Wal-Mart Pays $40 Million to Settle Worker Pay Dispute
Wal-Mart Stores, Inc. is paying $40 million to settle a lawsuit with the state of Massachusetts over a pay dispute with workers who claim they never got state law mandated breaks and overtime.
Bloomberg reports:
The group lawsuit, filed by hourly workers, claimed Walmart's managers required them to work off the clock and denied or cut short breaks. The settlement covers more than 87,000 current and former hourly workers in Massachusetts Walmart and Sam's Club stores, employee lawyers said today.
The Massachusetts agreement brings the total amount of Walmart wage-and-hour lawsuit settlements to almost $900 million.

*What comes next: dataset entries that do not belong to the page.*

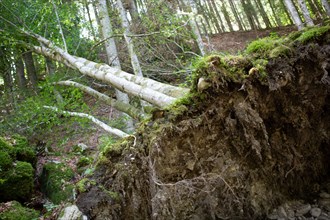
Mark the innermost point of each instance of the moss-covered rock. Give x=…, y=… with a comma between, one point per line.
x=5, y=161
x=5, y=146
x=15, y=211
x=55, y=182
x=17, y=182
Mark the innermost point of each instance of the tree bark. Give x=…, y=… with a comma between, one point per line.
x=20, y=75
x=294, y=14
x=304, y=9
x=326, y=6
x=120, y=106
x=227, y=18
x=111, y=50
x=106, y=127
x=191, y=8
x=30, y=69
x=263, y=14
x=233, y=8
x=125, y=24
x=277, y=18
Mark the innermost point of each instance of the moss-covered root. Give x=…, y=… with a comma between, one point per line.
x=15, y=211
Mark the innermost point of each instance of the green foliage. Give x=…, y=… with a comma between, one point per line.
x=6, y=161
x=264, y=45
x=55, y=181
x=84, y=161
x=310, y=34
x=15, y=211
x=84, y=184
x=17, y=182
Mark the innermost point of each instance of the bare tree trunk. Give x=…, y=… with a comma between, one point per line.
x=86, y=4
x=227, y=18
x=7, y=77
x=294, y=14
x=149, y=91
x=60, y=26
x=212, y=8
x=233, y=8
x=20, y=75
x=106, y=127
x=31, y=69
x=120, y=106
x=111, y=49
x=304, y=9
x=326, y=6
x=263, y=14
x=272, y=7
x=124, y=22
x=191, y=8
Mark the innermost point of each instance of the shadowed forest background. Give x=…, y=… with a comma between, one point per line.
x=149, y=109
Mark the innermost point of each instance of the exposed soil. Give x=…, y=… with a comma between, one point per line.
x=236, y=153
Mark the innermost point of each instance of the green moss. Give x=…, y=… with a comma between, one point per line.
x=55, y=182
x=84, y=161
x=7, y=147
x=280, y=50
x=6, y=161
x=84, y=184
x=15, y=211
x=18, y=182
x=114, y=150
x=310, y=34
x=263, y=45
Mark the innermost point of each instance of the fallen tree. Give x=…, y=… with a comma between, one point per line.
x=257, y=137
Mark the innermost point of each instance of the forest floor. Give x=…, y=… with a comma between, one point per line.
x=233, y=42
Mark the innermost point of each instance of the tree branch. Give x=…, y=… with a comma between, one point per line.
x=106, y=127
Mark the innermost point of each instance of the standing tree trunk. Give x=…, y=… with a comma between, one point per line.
x=294, y=14
x=263, y=14
x=31, y=69
x=304, y=9
x=234, y=10
x=192, y=21
x=212, y=9
x=124, y=22
x=277, y=18
x=20, y=75
x=226, y=15
x=111, y=49
x=326, y=6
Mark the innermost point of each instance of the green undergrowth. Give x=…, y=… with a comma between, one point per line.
x=217, y=70
x=15, y=211
x=55, y=180
x=17, y=159
x=276, y=46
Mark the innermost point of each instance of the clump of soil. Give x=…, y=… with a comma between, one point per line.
x=243, y=146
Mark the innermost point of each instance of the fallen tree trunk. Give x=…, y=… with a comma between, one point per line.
x=105, y=72
x=101, y=124
x=120, y=106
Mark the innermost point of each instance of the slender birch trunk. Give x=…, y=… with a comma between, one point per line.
x=106, y=127
x=304, y=9
x=294, y=14
x=111, y=50
x=326, y=6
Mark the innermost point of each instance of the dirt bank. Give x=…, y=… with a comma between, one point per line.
x=236, y=150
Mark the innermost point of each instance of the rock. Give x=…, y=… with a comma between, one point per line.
x=14, y=210
x=71, y=213
x=316, y=212
x=302, y=210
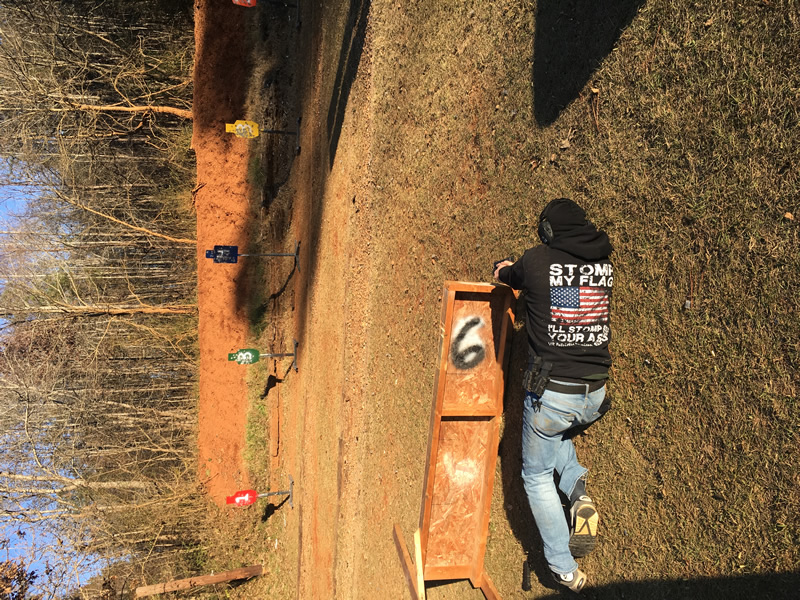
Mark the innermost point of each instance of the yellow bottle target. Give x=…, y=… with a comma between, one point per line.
x=245, y=129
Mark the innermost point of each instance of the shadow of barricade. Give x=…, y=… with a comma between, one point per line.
x=572, y=39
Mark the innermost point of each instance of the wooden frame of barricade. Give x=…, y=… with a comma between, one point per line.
x=464, y=435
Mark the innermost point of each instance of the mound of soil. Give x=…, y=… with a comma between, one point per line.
x=223, y=213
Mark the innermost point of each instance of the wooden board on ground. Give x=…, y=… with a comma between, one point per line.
x=464, y=432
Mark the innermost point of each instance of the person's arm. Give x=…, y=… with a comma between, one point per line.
x=510, y=273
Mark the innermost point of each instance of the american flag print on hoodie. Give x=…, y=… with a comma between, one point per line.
x=579, y=305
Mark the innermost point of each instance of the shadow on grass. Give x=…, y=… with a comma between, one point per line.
x=572, y=38
x=770, y=586
x=349, y=59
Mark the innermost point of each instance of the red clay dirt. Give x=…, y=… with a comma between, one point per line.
x=223, y=214
x=336, y=542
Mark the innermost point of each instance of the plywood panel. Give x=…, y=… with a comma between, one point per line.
x=464, y=433
x=456, y=510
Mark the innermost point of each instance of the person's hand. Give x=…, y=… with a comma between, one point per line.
x=500, y=265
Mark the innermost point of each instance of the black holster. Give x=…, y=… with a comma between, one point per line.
x=537, y=376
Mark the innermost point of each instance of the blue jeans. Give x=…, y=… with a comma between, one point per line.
x=545, y=450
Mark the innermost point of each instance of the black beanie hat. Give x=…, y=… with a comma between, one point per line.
x=570, y=231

This includes a December 2008 agreement to pay as much as $640 million to settle more than 60 wage-and-hour class actions filed in state and federal courts. The Massachusetts case wasn't among those settled.
"The settlement provides that Walmart's hourly employees in Massachusetts will recover between $400 and $2,500 for having been denied earned pay and benefits," workers' lawyer Carolyn Beasley Burton said in court papers filed today. The settlement will 'provide a mini-stimulus to Massachusetts as the money is distributed and spent by class members around the state," she said.
Wal-Mart decided to settle on the eve of trial. Clearly its lawyers felt that a jury was going to rule for the disgruntled workers. Wal-Mart has been working hard to clean up its poor image and getting this case off the dockets will help with that, although it's a big payout that shareholders are not going to be happy about.